Technical, not just human, skills required

Many in-house teams are also helping to design software, writes Tim Wilbur

Technical, not just human, skills required

Corporate counsel often need to navigate complex human issues. From workplace topics like diversity, inclusion or health and safety, to marketing and communications, in-house counsel need to be experts in communicating both internally and externally. 

Yet many legal leaders must also be technicians. In this issue, we spoke with Steven Kresak at IBI Group about his team’s robotic process automation offerings. IBI’s legal team created a chatbot — dubbed BotIBI — that responds to high-volume, low-risk questions from internal clients, reducing the need to contact a lawyer. 

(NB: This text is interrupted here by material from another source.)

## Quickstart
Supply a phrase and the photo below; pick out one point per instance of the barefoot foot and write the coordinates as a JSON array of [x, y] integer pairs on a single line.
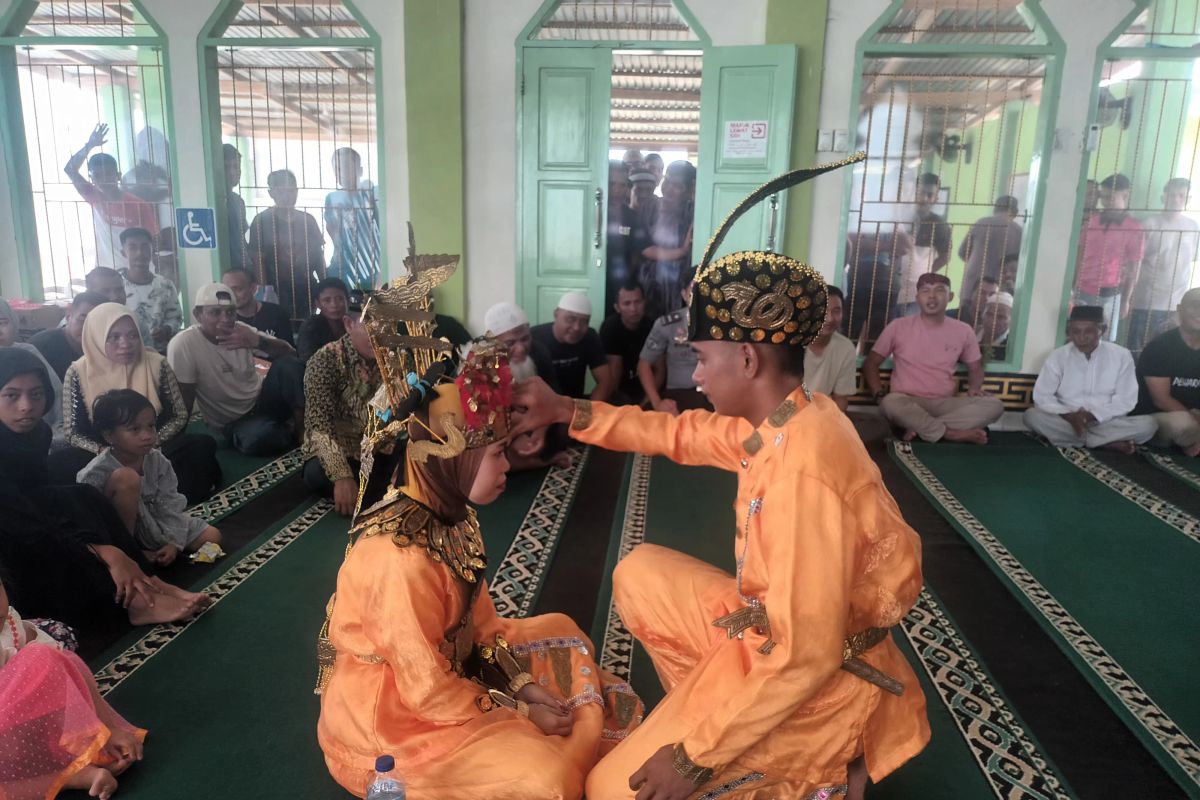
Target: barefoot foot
[[96, 781], [971, 435]]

“We’re constantly trying to layer on additional functionalities in terms of what else can be done to make it easy for the business to get what they need to grow,” says Kresak.  

Likewise, Canadian financial institutions are preparing for a major overhaul of Canada’s payment systems involving complex technology. The legal departments at these institutions will be leading the charge. 

The new systems will allow Canadians to make and receive irrevocable payments within seconds, day and night, 365 days a year and are a part of Canada’s payments modernization process. In addition to processing large-value payments with real-time settlement finality, they will support flexibility for future technologies, including interfaces and application program interfaces, and enhanced cyber security and resilience capabilities. 

“Payments modernization, including the acceleration of payments and the standardization of data presentment … will create tremendous opportunities for us to offer customers faster data-rich payments with the potential for cross-border interoperability,” says Richard Shimoda, senior legal counsel at Scotiabank, which has played an essential role in providing input on the technology.

These new systems require technological professionals as well — in other words, the lawyers at IBI and Scotiabank will not be spending their days writing code. But the in-house teams will need to be highly versed in the technicalities of the systems they are helping to design. 

These legal departments arguably represent the vanguard for skills in-house lawyers will increasingly need. While being familiar with the law and being a solid communicator are still vital, getting in the weeds and helping to design software is something more and more departments are asking their in-house teams to do.